After the inspiring lecture we toured the hall to view incredible paintings by both Myriam and her father.
Guild members visit and volunteer at Baycrest (including on the Baycrest Museum Board, Phyllis Spivak, Anna Vandelman, and Melanie Siegel). They want to let you know about the range of activities taking place during Jewish Heritage month. And while you are there, don’t forget to visit Pardes, an extraordinary example of a Pomegranate Guild group project.
Anna Vandelman reports on our January and February meetings:
JANUARY: If you were lucky enough to come out to our meeting on Wednesday January 21st, you would feel well prepared to devote your artistry to Passover.
Laya Crust, our talented, amazingly creative Artist-in-Residence took us through a review of the experience of the Exodus, showing us along the way how the themes and rituals of the story inspire creative responses. Slavery and freedom, burning bushes, plagues, sacrifices and matzah can all be interpreted – in art in general and textile art in particular. Haggadot through the ages have added and altered the text and illustrations to speak to contemporary communities.
Since the Seder is a family and community meal, table linens, cushions, matzah and afikoman covers can all be part of an artful celebration. Guild members shared some of their special preparations and programs. Susan Rosenstein includes a map of the exodus in the middle of the table, Anna Vandelman’s guests have played Passover Jeopardy, and Marilyn Levy has made special plague memory aids to help everyone participate.
Laya’s resource notes are available to members on the Members’ page of this website.
FEBRUARY: Bad weather (at least on Pomegranate Guild Wednesdays) has been a theme for us this season! Once again on a dark and dismal Wednesday evening February 18th, Guild Artist-in-Residence Laya Crust helped warm and brighten the night for us. Using her very special megillah as a specific example, Laya led us through a discussion of key aspects to fulfilling a commission.
In the first part of the evening, we talked about the need to merge creative ideas with business sense to successfully complete a commission. We discussed the usefulness of logbooks and spreadsheets to record time and materials. We also talked about the intangible costs and benefits related to working for close friends and relatives, demanding clients, working in new (for us) media. And we found that successful work often comes of establishing a good relationship with a client.

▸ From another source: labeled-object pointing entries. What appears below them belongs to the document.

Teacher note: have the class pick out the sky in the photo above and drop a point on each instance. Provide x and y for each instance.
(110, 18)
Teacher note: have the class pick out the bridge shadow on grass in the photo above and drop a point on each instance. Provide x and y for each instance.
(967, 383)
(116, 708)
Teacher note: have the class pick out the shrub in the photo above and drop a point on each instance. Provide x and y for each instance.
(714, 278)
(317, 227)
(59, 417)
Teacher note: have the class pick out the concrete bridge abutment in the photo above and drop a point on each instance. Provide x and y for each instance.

In the second part of the program, Laya took us through the specific process of creating a commissioned illuminated Megilat Esther. She sourced materials and techniques, sketched and practiced, and then scribed and illuminated a ten and a half foot scroll. It contains 32 lavish illustrations rendered in 16th C. Persian style. The original piece is written on parchment using historically authentic tools and painted in gouache. The Megillah has been reproduced in a limited edition series.
What an illuminating evening!
March is a great month for us to celebrate textiles and make more: Edge of the Forest, Threads of Hope for African Grandmothers, and a great opportunity for quilters to respond to a call for entry.
Members Melanie Siegel and Rikki Blitt have been instrumental in launching a Surface Design Association Canadian members’ touring exhibit, The Edge of the Forest. Both Melanie and member Barbara Goldstein have work in this wonderful exhibit. And Sheila Thompson, a past presenter at the Guild has been extensively involved.
We urge everyone to come out and celebrate their work at its premier opening in Richmond Hill on March 11.
Threads of Hope for African Grandmothers at the Miles Nadal JCC. “In honour and admiration of the remarkable African grandmothers, Waterloo-based Omas-Siskona (Grandmothers Together) produced Creating Futures: Threads of Hope for African Grandmothers. They invited Ontario textile artists to create and donate pieces celebrating the ongoing strength and resilience of grandmothers in Africa. The result is a stunning display of artistry, technique and inspiration.” Follow the link in the title for docent hours.
Sacred Threads – Call for Entry Juana Sleizer has brought this to our attention. The time frame for entry is tight, but many of you may have qualifying quilts to submit. For more information, click here, or the title above.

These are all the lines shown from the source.